The largest refracting telescope in the world is the 40-inch diameter Yerkes telescope located at Lake Geneva, Wisconsin (Figure \(\PageIndex{6}\)), and operated by the University of Chicago.
It is very difficult and expensive to build large refracting telescopes. You need large defect-free lenses, which in itself is a technically demanding task. A refracting telescope basically looks like a tube with a support structure to rotate it in different directions. A refracting telescope suffers from several problems. The aberration of lenses causes the image to be blurred. Also, as the lenses become thicker for larger lenses, more light is absorbed, making faint stars more difficult to observe. Large lenses are also very heavy and deform under their own weight. Some of these problems with refracting telescopes are addressed by avoiding refraction for collecting light and instead using a curved mirror in its place, as devised by Isaac Newton.

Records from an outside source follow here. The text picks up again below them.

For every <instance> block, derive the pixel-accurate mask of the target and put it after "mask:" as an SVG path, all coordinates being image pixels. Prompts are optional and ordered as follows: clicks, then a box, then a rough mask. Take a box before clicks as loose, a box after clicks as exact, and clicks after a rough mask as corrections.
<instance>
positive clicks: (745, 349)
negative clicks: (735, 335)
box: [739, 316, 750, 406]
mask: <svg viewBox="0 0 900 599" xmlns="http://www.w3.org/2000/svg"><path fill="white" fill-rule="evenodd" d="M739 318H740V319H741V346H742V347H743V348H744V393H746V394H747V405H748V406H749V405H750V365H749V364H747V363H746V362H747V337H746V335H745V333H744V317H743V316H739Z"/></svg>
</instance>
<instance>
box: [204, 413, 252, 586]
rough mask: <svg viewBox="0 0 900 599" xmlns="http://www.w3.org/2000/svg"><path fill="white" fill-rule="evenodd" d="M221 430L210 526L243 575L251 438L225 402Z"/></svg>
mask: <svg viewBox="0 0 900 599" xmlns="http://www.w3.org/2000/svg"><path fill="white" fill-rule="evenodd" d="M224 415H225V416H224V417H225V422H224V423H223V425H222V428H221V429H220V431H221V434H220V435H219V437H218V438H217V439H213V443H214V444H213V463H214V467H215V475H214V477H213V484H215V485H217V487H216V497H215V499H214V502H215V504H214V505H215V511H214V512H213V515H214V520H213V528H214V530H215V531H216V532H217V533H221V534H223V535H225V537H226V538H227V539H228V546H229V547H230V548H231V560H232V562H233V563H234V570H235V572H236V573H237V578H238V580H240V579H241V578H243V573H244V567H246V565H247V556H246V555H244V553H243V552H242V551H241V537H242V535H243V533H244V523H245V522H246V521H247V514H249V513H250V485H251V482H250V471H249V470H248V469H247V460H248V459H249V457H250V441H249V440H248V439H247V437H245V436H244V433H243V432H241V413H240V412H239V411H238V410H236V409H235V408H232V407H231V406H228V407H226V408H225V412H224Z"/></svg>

These telescopes are called reflecting telescopes.
Reflecting Telescopes
Isaac Newton designed the first reflecting telescope around 1670 to solve the problem of chromatic aberration that happens in all refracting telescopes. In chromatic aberration, light of different colors refracts by slightly different amounts in the lens. As a result, a rainbow appears around the image and the image appears blurred. In the reflecting telescope, light rays from a distant source fall upon the surface of a concave mirror fixed at the bottom end of the tube. The use of a mirror instead of a lens eliminates chromatic aberration. The concave mirror focuses the rays on its focal plane. The design problem is how to observe the focused image. Newton used a design in which the focused light from the concave mirror was reflected to one side of the tube into an eyepiece (Figure \(\PageIndex{7a}\)). This arrangement is common in many amateur telescopes and is called the Newtonian design.
Some telescopes reflect the light back toward the middle of the concave mirror using a convex mirror. In this arrangement, the light-gathering concave mirror has a hole in the middle (\(\PageIndex{7b}\)). The light then is incident on an eyepiece lens. This arrangement of the objective and eyepiece is called the Cassegrain design. Most big telescopes, including the Hubble space telescope, are of this design. Other arrangements are also possible. In some telescopes, a light detector is placed right at the spot where light is focused by the curved mirror.
Most astronomical research telescopes are now of the reflecting type. One of the earliest large telescopes of this kind is the Hale 200-inch (or 5-meter) telescope built on Mount Palomar in southern California, which has a 200 inch-diameter mirror. One of the largest telescopes in the world is the 10-meter Keck telescope at the Keck Observatory on the summit of the dormant Mauna Kea volcano in Hawaii. The Keck Observatory operates two 10-meter telescopes. Each is not a single mirror, but is instead made up of 36 hexagonal mirrors. Furthermore, the two telescopes on the Keck can work together, which increases their power to an effective 85-meter mirror. The Hubble telescope (Figure \(\PageIndex{8}\)) is another large reflecting telescope with a 2.4 meter-diameter primary mirror. The Hubble was put into orbit around Earth in 1990.
The angular magnification \(M\) of a reflecting telescope is also given by Equation \ref{eq2.36}. For a spherical mirror, the focal length is half the radius of curvature, so making a large objective mirror not only helps the telescope collect more light, but also increases the magnification of the image.